The centre of mass of n Point Masses

Moment = (Mass) . (Lever arm)

$\ov{x} = {∑↙{i=1}↖n m_i x_i}/{∑↙{i=1}↖n m_i}$


If mass distribution is continuous
$\ov{x} = {∫ x dm}/{∫ dm}$

C.G. of an arc of a curve

$\ov{x} = {∫ x dm}/{∫ dm} = {∫ x ρ ds}/{∫ ρ ds}$ ; $\ov{y} = {∫ y dm}/{∫ dm} = {∫ y ρ ds}/{∫ ρ ds}$

if ρ is constant, we have:

$\ov{x} = {∫ x ds}/{∫ ds}$ ; $\ov{y} = {∫ y ds}/{∫ ds}$

Note:

1. For y = f(x) replace ds = $√{1 + ({dy}/{dx})^2} dx$


2. For x = f(y) replace ds = $√{1 + ({dx}/{dy})^2} dy$

3. For x = $f_1 (t)$, y = $f_2 (t)$ replace ds = $√{({dx}/{dt})^2 +({dy}/{dt})^2 } dt$

4. For r = f(θ) replace ds = $√{r^2 + ({dr}/{dθ})^2} dθ$

5. For θ = f(r) replace ds = $√{1 + r^2 ({dθ}/{dr})^2} dr$

C.G. of plane area of lamina

Mass = (Density) (Area)

Let $(\ov{x} , \ov{y})$ be the co-ordinates of C.G. of the lamina then,

$\ov{x} = {∫ x dm}/{∫ dm}$ = ${∫ x ρ dA}/{∫ ρ dA}$ ; $\ov{y} = {∫ y dm}/{∫ dm}$ = ${∫ y ρ dA}/{∫ ρ dA}$

or in Double integral form, Cartesian system (dA = dx dy)
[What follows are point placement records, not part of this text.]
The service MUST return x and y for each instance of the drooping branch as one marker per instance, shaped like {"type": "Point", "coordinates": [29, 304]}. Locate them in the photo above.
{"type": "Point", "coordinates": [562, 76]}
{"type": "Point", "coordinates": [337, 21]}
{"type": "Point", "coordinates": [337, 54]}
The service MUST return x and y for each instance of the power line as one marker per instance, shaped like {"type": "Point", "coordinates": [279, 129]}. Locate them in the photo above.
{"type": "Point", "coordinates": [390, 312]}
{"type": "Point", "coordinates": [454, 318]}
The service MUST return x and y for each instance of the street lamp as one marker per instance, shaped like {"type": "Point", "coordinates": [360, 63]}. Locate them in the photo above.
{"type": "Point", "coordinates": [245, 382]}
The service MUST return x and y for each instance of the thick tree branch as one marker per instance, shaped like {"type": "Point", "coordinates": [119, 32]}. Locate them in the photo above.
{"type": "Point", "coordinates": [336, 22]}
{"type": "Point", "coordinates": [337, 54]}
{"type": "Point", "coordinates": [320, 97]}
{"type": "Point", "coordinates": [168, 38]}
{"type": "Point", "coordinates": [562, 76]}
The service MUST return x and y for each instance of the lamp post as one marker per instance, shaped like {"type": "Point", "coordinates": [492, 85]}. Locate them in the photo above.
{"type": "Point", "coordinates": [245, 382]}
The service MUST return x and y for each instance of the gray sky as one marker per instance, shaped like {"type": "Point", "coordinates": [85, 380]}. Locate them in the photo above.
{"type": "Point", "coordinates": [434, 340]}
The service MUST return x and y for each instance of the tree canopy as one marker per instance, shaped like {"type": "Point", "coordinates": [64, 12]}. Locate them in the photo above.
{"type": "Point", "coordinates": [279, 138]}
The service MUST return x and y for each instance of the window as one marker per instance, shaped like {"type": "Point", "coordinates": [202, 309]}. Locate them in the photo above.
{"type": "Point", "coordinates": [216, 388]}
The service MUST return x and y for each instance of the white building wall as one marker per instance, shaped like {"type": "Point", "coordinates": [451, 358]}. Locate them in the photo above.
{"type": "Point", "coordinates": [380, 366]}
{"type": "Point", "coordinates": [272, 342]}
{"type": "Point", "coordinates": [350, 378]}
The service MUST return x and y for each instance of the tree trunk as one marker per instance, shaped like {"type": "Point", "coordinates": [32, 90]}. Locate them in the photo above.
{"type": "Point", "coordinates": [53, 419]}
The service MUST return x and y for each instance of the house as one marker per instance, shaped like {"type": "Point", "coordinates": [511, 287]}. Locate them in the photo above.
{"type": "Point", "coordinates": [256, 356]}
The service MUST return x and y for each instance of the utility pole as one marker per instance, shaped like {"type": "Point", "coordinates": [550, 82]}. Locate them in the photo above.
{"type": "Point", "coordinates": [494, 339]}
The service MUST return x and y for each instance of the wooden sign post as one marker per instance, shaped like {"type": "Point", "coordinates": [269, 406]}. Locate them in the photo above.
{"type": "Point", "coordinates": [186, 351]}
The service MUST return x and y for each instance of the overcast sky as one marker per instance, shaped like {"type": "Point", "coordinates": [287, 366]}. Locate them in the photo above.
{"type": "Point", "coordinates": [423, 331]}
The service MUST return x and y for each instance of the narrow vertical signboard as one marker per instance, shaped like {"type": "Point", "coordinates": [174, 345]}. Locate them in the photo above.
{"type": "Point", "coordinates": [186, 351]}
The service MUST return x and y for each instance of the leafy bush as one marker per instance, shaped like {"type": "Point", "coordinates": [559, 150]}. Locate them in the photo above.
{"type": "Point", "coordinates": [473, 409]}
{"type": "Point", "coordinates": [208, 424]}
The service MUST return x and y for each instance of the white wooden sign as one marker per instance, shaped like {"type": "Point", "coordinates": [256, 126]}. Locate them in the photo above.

$\ov{x} = {∬ x ρ dx dy}/{∬ρ dx dy}$ ; $\ov{y} = {∬ y ρ dx dy}/{∬ρ dx dy}$

If ρ is a constant,
$\ov{x} = {∬ x dx dy}/{∬dx dy}$ ; $\ov{y} = {∬ y dx dy}/{∬dx dy}$

If the curve is given in polar co-ordinates,

dA = r dr dθ; x = r cosθ ; y = r sinθ ; then

$\ov{x} = {∫∫ \text"r cosθ ρ r dr dθ"}/{∫∫\text"ρ r dr dθ"}$ ; $\ov{y} = {∫∫ \text"r sinθ ρ r dr dθ"}/{∫∫\text"ρ r dr dθ"}$

Note:

(a) $\ov{x} = {∫ \text"x ρ y dx"}/{∫\text"ρ y dx"}$ ; $\ov{y} = {∫ y/2 \text" ρ y dx"}/{∫\text"ρ y dx"}$ = ${ 1/2 ∫ ρ y^2 dx}/{∫ρ y dx}$

(b) $\ov{x} = {2/3 ∫↙α↖β r^3 \text"cosθ dθ"}/{ ∫↙α↖β r^2 dθ}$ ; $\ov{y} = {2/3 ∫↙α↖β r^3 \text"sinθ dθ"}/{ ∫↙α↖β r^2 dθ}$

C.G. of a solid

$\ov{x} = {∫∫∫ \text"x ρ dx dy dz"}/{∫∫∫ \text"ρ dx dy dz"}$ ; $\ov{y} = {∫∫∫ \text"y ρ dx dy dz"}/{∫∫∫ \text"ρ dx dy dz"}$ ; $\ov{z} = {∫∫∫ \text"z ρ dx dy dz"}/{∫∫∫ \text"ρ dx dy dz"}$

Moment of inertia

M.I. denoted by I: I = ∫ $p^2$ dm


I = M $K^2$

Radius of Gyration = K = $√{I/M}$

Note:
1. For M.I. of an area, we take dm = dx dy

I = ∫∫ $p^2$ dx dy in cartesian form, I = ∫∫ $p^2$ r dr dθ in polar form

2. For M.I. of an arc, we take dm = ds.

I = ∫ $p^2$ ds and convert ds into ${ds}/{dx}$ dx or ${ds}/{dy}$ dy or ${ds}/{dt}$ dt, according to the nature of the curve

3. If density is variable, say ρ at (x, y) or (r, θ) then the

M.I. of mass = I = ∫∫ $p^2$ ρ dx dy or I = ∫∫ $p^2$ ρ dr dθ or I = ∫ $p^2$ ρ ds

4. For M.I. of a solid, I = ∫∫∫ $p^2$ ρ dv.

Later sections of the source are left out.